Epic Melbourne Street Art Map + Guide
Our Melbourne Street art map and self guided walk is the perfect tool to help you discover some classic street art in Melbourne. Melbourne’s street art scene is world-class; the laneways of Melbourne’s CBD are listed on every guidebook written about the city. Every chance we get we take a stroll along these inner city lanes and see what’s new.
While all of Australia’s major cities now feature street art, much of it is mural art, the laneways of inner-city Melbourne Lanes display pretty much every style of street art you can think of. The diversity of this work makes Melbourne a special place for those who enjoy this style of art. If you love art, Melbourne is a city you will really enjoy visiting.
- The CBD Graffiti Laneways
- Melbourne Street Art Map – City Laneways
- Hosier Lane and Rutledge Lane
- Higson Lane
- AC/DC Lane
- Duckboard Place
- Strachan Lane
- Meyers Place
- Amphlett Lane
- Corrs Lane
- Croft Alley
- Coromandel Place
- Presgrave Place
- Union Lane
- Caledonian Lane
- Tattersalls Lane and Stevenson Lane
- Drewery Lane
- Sniders Lane
- Blender Lane and Blender Studios
- Upper West Side Arts Precinct
- Flinders Way
- Degraves Street and Centre Place
- Melbourne Street Art Map
This page may contain affiliate links. Read our full disclosure policy for more information.

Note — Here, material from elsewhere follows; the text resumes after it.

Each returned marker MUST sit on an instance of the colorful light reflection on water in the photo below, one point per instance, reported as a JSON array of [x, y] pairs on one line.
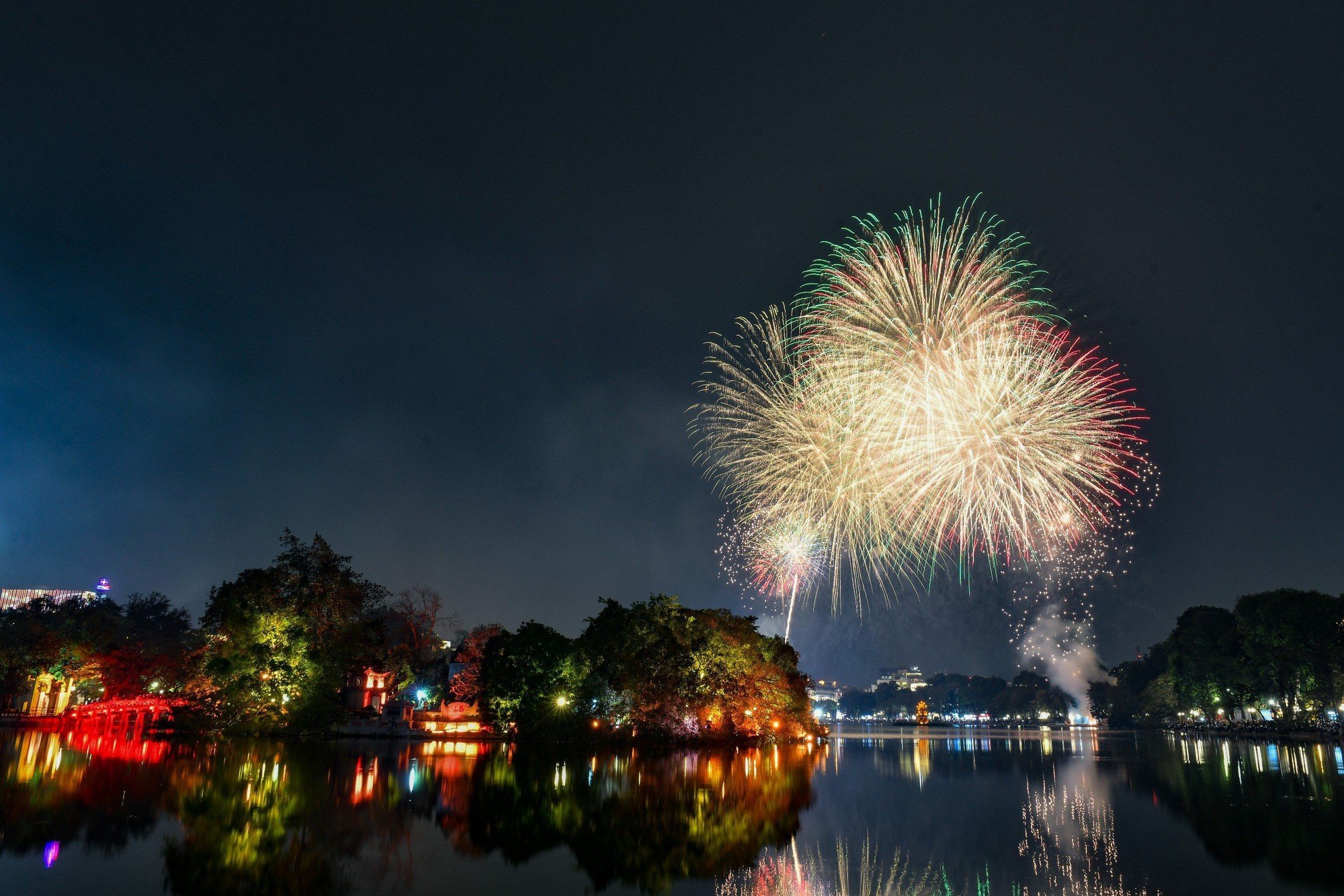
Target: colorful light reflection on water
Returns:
[[1084, 812]]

On our regular visits, we spend several days wandering checking out the latest murals and graffiti walls to see what’s changed. Today we are sharing our favourites. We took these images over the last few years; some may no longer be in place. We feel like the scene in Melbourne changes more quickly than in other cities in Australia.
The CBD Graffiti Laneways
The trademark of the Melbourne street scene is the CBD’s laneways. You can easily walk them all in a couple of hours, and it’s a great early morning activity before people and sunlight add challenges to getting the perfect photo.
You might wonder if street art is legal in Melbourne? Well, the answer is, sometimes. There are quite a few legal walls and alleys, and the city also allows building owners to engage artists to paint on their property with a permit. Having said that, there is still plenty of illegal street art across the city, and for most people, it’s hard to tell which is which.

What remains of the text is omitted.